All of these messages involve something you are bent on doing or have almost done or think you have done, and then, at the threshold of success and gratification, you are stopped in your tracks. Most annoying.

Even more annoying are the messages that are instances of formal and programmatic lying. When the dentist says to you, “This may hurt a little” or “This may sting a little,” you know that pain and discomfort on a massive scale are just around the corner. It would have been better had he or she said nothing. When the mechanical voice that interrupts the bad music that has been serenading you as you wait for a live person says, “Your call is important to us,” everything you’ve already endured and anticipate enduring for many minutes more tells you that nothing could be further from the truth. When another mechanical voice says, “I’m sorry, but I don’t recognize your response,” you know that she’s not sorry.

And when the tech specialist who has been unable to help you and seems now to be blaming you for his inability asks, ever so politely, “May I put you on hold for a minute?” you know (a) that you have no choice (b) that one minute will become five and then 10 (c) that you are likely to be cut off and put in the position of starting all over again and (d) that in the event he does in fact return, you will be asked to execute still more procedures that will leave you exactly where you were when you were so foolish as to make the call in the first place.
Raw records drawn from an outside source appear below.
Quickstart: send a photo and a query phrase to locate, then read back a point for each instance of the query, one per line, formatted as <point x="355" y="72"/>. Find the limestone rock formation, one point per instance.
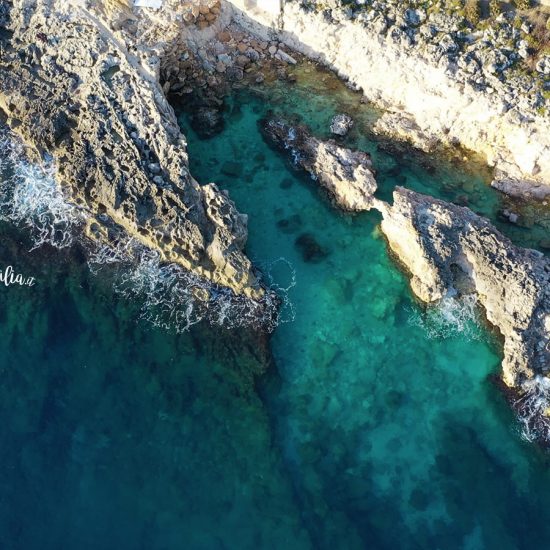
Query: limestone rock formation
<point x="344" y="174"/>
<point x="449" y="251"/>
<point x="80" y="81"/>
<point x="403" y="127"/>
<point x="457" y="88"/>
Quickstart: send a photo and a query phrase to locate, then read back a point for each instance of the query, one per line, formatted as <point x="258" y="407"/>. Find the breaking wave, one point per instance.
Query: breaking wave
<point x="173" y="298"/>
<point x="533" y="409"/>
<point x="170" y="297"/>
<point x="450" y="317"/>
<point x="30" y="197"/>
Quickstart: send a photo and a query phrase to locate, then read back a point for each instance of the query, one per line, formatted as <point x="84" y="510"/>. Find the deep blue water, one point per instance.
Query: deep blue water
<point x="370" y="423"/>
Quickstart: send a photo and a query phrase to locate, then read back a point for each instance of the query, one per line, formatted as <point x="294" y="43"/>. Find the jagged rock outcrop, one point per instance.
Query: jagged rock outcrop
<point x="449" y="251"/>
<point x="344" y="174"/>
<point x="80" y="81"/>
<point x="414" y="64"/>
<point x="341" y="124"/>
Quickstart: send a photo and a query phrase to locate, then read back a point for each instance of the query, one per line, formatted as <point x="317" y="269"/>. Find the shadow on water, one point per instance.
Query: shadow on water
<point x="391" y="434"/>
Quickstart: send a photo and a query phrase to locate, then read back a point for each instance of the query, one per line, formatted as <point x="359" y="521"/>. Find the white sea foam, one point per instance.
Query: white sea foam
<point x="533" y="408"/>
<point x="31" y="197"/>
<point x="450" y="317"/>
<point x="170" y="296"/>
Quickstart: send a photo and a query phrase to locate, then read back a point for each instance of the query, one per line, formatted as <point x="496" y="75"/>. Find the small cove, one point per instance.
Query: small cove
<point x="377" y="425"/>
<point x="383" y="411"/>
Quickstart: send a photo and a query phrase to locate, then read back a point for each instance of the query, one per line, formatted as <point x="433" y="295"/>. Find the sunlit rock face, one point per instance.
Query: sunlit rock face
<point x="449" y="250"/>
<point x="80" y="82"/>
<point x="345" y="175"/>
<point x="424" y="79"/>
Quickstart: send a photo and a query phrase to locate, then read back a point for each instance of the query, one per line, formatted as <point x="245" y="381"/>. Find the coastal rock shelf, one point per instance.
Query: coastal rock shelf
<point x="423" y="77"/>
<point x="344" y="174"/>
<point x="450" y="251"/>
<point x="73" y="88"/>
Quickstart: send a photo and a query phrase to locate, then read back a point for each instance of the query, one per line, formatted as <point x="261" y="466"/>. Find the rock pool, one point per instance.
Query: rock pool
<point x="377" y="425"/>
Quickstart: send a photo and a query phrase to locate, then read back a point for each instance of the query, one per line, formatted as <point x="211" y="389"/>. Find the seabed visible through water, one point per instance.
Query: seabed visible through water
<point x="377" y="425"/>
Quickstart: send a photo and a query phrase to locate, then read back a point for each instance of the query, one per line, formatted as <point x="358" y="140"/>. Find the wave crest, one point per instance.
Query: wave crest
<point x="30" y="197"/>
<point x="533" y="409"/>
<point x="450" y="317"/>
<point x="170" y="297"/>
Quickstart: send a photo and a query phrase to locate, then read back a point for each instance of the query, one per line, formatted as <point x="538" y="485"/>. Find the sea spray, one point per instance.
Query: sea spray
<point x="451" y="316"/>
<point x="30" y="197"/>
<point x="171" y="296"/>
<point x="533" y="408"/>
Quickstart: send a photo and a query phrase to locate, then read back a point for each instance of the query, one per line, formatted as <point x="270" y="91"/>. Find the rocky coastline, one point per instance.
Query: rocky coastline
<point x="99" y="107"/>
<point x="449" y="82"/>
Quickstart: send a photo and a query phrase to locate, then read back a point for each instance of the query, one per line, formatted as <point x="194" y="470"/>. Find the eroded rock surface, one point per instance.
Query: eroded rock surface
<point x="449" y="251"/>
<point x="344" y="174"/>
<point x="80" y="81"/>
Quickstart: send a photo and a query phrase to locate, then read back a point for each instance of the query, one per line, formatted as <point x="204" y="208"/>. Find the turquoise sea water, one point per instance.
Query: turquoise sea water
<point x="374" y="424"/>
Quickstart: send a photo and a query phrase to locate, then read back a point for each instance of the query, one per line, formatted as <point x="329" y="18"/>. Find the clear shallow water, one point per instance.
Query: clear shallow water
<point x="377" y="426"/>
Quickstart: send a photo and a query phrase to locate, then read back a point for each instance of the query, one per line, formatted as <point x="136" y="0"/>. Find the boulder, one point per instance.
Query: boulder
<point x="448" y="250"/>
<point x="341" y="124"/>
<point x="344" y="174"/>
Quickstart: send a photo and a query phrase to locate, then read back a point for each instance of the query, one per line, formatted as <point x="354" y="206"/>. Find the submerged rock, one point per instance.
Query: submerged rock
<point x="449" y="250"/>
<point x="312" y="251"/>
<point x="207" y="122"/>
<point x="398" y="125"/>
<point x="91" y="99"/>
<point x="344" y="174"/>
<point x="341" y="124"/>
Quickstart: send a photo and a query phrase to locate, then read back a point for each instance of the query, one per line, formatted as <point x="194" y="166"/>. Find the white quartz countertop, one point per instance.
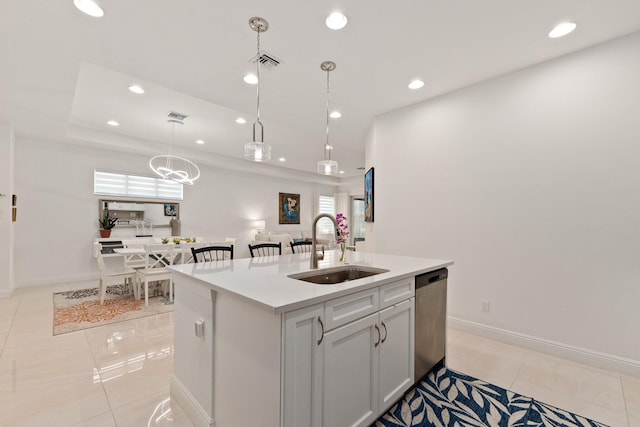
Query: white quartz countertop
<point x="264" y="280"/>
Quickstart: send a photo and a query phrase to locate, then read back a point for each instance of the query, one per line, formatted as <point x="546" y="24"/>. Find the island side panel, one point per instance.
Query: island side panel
<point x="247" y="356"/>
<point x="192" y="379"/>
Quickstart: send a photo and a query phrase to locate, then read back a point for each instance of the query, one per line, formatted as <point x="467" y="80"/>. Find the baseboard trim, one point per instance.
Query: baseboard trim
<point x="554" y="348"/>
<point x="179" y="393"/>
<point x="6" y="293"/>
<point x="57" y="280"/>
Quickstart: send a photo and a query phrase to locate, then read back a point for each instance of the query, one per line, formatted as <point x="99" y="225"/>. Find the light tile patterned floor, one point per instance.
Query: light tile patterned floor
<point x="118" y="375"/>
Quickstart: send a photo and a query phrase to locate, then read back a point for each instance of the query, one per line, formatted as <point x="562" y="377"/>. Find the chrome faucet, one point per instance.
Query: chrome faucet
<point x="314" y="253"/>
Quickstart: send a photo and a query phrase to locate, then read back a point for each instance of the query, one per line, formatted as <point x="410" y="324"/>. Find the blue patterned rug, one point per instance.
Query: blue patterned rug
<point x="447" y="398"/>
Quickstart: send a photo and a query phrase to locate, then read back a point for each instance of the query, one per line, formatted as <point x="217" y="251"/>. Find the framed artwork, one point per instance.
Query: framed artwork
<point x="368" y="196"/>
<point x="288" y="208"/>
<point x="170" y="210"/>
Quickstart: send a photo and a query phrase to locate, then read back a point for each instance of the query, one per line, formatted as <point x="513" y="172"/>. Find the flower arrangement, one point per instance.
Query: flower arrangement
<point x="343" y="234"/>
<point x="343" y="228"/>
<point x="109" y="220"/>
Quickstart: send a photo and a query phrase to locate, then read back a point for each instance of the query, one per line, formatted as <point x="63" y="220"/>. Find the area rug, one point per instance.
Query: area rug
<point x="448" y="398"/>
<point x="81" y="309"/>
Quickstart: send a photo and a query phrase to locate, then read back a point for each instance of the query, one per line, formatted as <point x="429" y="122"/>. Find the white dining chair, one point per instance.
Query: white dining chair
<point x="157" y="258"/>
<point x="110" y="277"/>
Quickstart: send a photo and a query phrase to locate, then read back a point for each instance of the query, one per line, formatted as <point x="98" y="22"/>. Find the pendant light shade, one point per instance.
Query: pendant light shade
<point x="327" y="166"/>
<point x="173" y="167"/>
<point x="257" y="150"/>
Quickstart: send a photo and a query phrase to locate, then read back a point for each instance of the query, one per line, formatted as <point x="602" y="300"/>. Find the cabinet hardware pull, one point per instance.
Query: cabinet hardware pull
<point x="322" y="335"/>
<point x="385" y="333"/>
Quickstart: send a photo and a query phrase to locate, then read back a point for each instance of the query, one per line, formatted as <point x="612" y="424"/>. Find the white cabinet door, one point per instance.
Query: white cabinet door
<point x="302" y="406"/>
<point x="396" y="352"/>
<point x="350" y="374"/>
And then there are the messages suggesting that you are either an idiot or a bad person. When you are told by a salesperson or a machine, “Your card has been denied,” you feel that the bank, the merchant and the world have made a judgment on you: deadbeat, spendthrift, bad credit risk. (This would be the case even if you had a million dollars in the requisite account.) When the prompt system intones, “If you want to make a call,” you want to scream, “What do you think I’ve been trying to do?” When the same system says, “To return to the menu,” you are being rebuked for not having a concern of the kind its universe acknowledges.

When you are admonished, “Please listen carefully as our menu options have changed,” the implications are that you don’t listen carefully, and that the options being offered are sufficient to your needs, and if they aren’t, so much the worse for you. When your computer tells you, “This page cannot be displayed,” it is as if it were saying, “What’s the matter with you? Can’t you even master the elementary task of getting on line? Perhaps you have a five-year-old daughter who can instruct you?” And when the same computer says sternly, “Invalid user name,” you wonder if you have been the victim of identity theft or are experiencing the onset of early Alzheimer’s.

So there it is : a list of phrases that make you wince and say (if only to yourself), “Oh, no!”, because they derail expectation or because they offer condescension and prevarication in equal measure or because they accuse you of failures and weaknesses often before you’ve even had a chance to do anything.

I’m sure the list could be longer, and I invite you to add to it.

I’ll get the ball rolling by adding two more: “Assembly Required,” which is at least honest in its advertisement and promise of frustration and humiliation; and, finally, a saying that is confined, in my experience, to the South: “We sure don’t,” uttered by a salesperson who is telling you not only that an item you know the store should carry is unavailable, but that she is proud and happy to be disappointing you.